Kooperation aus Herford und Bielefeld gibt im Stadttheater zwei Vorstellungen
Tanzend durch die Krise
Herford(HK). Wenn die Band „Die Ärzte“ in den Tagesthemen um Aufmerksamkeit für die havarierende Kunst- und Kulturszene wirbt, dann ist die Situation ernst. Doch im Gegensatz zu den ganz Großen auf der internationalen Bühne müssen lokal angesiedelte Künstler viel öfter um ihr Einkommen bangen.
Ablenkung von Einsamkeit
Der am Samstag und Sonntag von dem Herforder Tanzensemble Solomomento und der Bielefelder Tanzkompanie gemeinsam präsentierte Tanzabend „Richtungswechsel“ spiegelte vor allen Dingen die Leidenschaft zum Handwerk: Wie tanzt man Paartanz mit Abstands- und Hygieneregeln? Einige der Künstler standen am Samstag das erste Mal seit Beginn der Pandemie auf der Bühne.

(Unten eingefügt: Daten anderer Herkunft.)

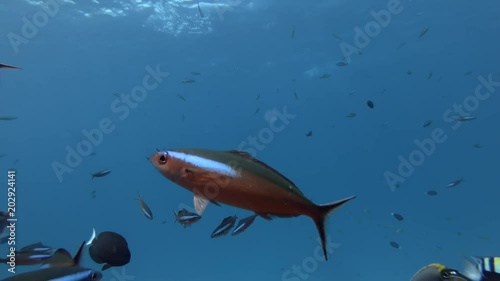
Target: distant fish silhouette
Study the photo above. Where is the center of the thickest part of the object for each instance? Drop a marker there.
(8, 66)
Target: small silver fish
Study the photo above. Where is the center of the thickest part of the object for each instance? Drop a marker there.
(224, 227)
(199, 10)
(7, 118)
(144, 207)
(100, 174)
(455, 182)
(186, 218)
(395, 245)
(397, 216)
(9, 66)
(431, 193)
(464, 118)
(243, 224)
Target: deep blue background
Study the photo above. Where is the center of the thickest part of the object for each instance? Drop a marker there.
(74, 64)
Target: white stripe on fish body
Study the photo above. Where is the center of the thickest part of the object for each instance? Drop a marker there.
(82, 275)
(207, 164)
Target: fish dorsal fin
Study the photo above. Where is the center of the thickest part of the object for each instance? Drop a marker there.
(60, 258)
(200, 204)
(78, 255)
(249, 157)
(31, 247)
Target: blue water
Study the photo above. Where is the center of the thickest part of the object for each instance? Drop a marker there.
(75, 61)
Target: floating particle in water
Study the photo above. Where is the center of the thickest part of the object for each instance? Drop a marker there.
(427, 123)
(431, 193)
(395, 245)
(397, 216)
(370, 104)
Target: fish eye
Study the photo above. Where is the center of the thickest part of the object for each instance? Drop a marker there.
(162, 159)
(447, 274)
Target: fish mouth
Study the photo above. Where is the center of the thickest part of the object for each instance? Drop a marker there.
(159, 158)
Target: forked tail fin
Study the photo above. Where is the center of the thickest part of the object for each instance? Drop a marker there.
(322, 214)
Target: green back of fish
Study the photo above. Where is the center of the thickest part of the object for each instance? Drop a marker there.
(241, 160)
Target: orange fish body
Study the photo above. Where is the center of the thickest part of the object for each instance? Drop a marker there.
(235, 178)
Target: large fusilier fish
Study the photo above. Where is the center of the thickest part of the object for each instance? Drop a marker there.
(236, 178)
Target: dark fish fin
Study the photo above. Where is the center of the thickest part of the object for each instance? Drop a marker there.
(60, 258)
(266, 216)
(273, 216)
(322, 214)
(78, 255)
(31, 247)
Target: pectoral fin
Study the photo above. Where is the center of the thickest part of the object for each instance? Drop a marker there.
(200, 204)
(60, 258)
(106, 266)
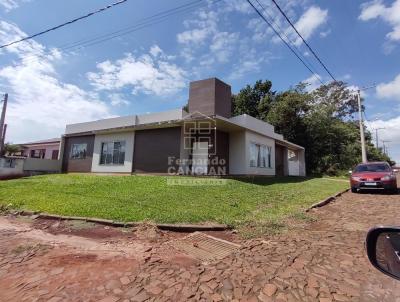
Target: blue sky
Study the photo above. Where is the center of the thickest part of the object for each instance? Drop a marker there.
(149, 70)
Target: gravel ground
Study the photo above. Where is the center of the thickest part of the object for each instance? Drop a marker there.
(323, 260)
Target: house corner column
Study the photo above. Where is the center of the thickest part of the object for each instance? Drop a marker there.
(302, 163)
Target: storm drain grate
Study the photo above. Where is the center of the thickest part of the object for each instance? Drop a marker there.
(205, 247)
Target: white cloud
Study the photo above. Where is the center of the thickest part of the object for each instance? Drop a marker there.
(40, 105)
(390, 14)
(222, 45)
(312, 82)
(155, 51)
(250, 61)
(312, 19)
(118, 99)
(390, 133)
(200, 29)
(11, 4)
(389, 90)
(146, 74)
(324, 34)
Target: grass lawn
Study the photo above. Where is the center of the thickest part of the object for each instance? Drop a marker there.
(247, 201)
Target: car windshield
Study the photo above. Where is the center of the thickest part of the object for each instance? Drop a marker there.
(373, 168)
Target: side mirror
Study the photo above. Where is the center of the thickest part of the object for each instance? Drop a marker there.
(383, 249)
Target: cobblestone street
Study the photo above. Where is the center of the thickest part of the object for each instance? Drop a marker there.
(324, 261)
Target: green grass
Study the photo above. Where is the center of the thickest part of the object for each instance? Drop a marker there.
(265, 202)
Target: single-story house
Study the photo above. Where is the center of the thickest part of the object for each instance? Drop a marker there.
(45, 149)
(205, 140)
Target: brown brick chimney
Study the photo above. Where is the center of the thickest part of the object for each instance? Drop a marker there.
(210, 97)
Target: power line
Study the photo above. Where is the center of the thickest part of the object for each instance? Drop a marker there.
(304, 41)
(145, 22)
(317, 76)
(65, 23)
(280, 37)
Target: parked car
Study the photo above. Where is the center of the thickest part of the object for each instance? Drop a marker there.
(383, 249)
(373, 175)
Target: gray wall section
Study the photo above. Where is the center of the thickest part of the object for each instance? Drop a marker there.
(219, 159)
(153, 147)
(78, 165)
(210, 97)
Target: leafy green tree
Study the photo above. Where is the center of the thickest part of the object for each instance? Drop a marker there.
(321, 121)
(253, 100)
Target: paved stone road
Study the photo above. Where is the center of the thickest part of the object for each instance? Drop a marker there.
(323, 261)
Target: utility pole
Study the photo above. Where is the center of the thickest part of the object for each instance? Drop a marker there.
(385, 148)
(2, 120)
(376, 136)
(3, 137)
(363, 149)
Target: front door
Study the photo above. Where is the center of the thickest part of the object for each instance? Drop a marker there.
(200, 158)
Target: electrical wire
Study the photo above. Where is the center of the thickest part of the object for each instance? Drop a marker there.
(316, 75)
(283, 40)
(64, 24)
(304, 41)
(143, 23)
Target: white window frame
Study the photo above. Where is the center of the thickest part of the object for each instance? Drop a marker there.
(260, 155)
(81, 156)
(122, 143)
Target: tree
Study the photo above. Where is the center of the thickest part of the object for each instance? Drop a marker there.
(336, 98)
(321, 121)
(253, 100)
(11, 149)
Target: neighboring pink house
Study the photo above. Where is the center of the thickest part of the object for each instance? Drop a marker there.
(48, 149)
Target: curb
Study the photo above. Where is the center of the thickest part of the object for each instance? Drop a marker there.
(161, 226)
(326, 200)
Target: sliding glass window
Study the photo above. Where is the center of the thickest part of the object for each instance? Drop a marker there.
(260, 156)
(112, 153)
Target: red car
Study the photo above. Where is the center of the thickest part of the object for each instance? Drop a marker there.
(373, 175)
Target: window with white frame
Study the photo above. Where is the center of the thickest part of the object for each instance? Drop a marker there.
(112, 153)
(260, 156)
(78, 151)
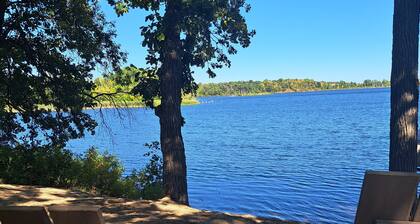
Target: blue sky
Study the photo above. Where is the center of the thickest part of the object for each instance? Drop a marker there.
(327, 40)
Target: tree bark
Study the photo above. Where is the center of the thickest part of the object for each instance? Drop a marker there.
(169, 112)
(404, 89)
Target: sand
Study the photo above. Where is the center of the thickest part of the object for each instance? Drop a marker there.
(118, 210)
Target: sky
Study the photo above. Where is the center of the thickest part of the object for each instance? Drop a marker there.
(328, 40)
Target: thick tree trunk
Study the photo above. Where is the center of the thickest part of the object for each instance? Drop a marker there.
(404, 90)
(169, 112)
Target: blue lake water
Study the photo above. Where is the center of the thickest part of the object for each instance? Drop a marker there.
(295, 156)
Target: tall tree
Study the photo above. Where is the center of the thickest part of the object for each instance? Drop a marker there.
(181, 34)
(49, 50)
(404, 88)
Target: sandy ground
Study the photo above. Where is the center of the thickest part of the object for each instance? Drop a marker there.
(117, 210)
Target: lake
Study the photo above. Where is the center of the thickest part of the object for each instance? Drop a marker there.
(295, 156)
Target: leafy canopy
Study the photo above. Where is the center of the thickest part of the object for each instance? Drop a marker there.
(210, 30)
(49, 50)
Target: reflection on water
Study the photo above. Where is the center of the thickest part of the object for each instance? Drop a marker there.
(298, 156)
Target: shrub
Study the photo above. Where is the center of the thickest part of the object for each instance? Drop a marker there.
(92, 171)
(38, 166)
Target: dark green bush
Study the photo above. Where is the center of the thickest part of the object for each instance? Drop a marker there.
(93, 171)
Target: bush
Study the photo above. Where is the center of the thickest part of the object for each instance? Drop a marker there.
(93, 171)
(38, 166)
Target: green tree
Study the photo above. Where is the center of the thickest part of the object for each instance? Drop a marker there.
(404, 87)
(49, 50)
(181, 34)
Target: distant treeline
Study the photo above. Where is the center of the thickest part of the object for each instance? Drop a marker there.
(242, 88)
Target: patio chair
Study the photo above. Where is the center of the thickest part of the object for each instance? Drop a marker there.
(387, 197)
(76, 215)
(23, 215)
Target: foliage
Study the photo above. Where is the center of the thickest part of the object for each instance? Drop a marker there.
(281, 85)
(208, 32)
(149, 180)
(46, 166)
(48, 52)
(93, 171)
(116, 89)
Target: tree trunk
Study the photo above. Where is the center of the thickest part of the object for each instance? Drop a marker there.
(169, 112)
(404, 89)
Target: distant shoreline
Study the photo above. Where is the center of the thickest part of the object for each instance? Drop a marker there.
(299, 91)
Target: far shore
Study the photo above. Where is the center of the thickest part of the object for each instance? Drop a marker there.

Den Auftakt tanzte die fünfköpfige Tangocompany mit Marco Grabowski, Sabrina Kohl, Lara-Marie Schneider, Annelena Witthus und Jörn Kitzhöfer, der die Choreografie entwarf. Unter dem Titel „Horror Vacui – Wunderland“ bauten sie auch eine große Leinwand in ihre Choreografie mit ein, das Tanzensemble Solomomento tat es ihnen gleich.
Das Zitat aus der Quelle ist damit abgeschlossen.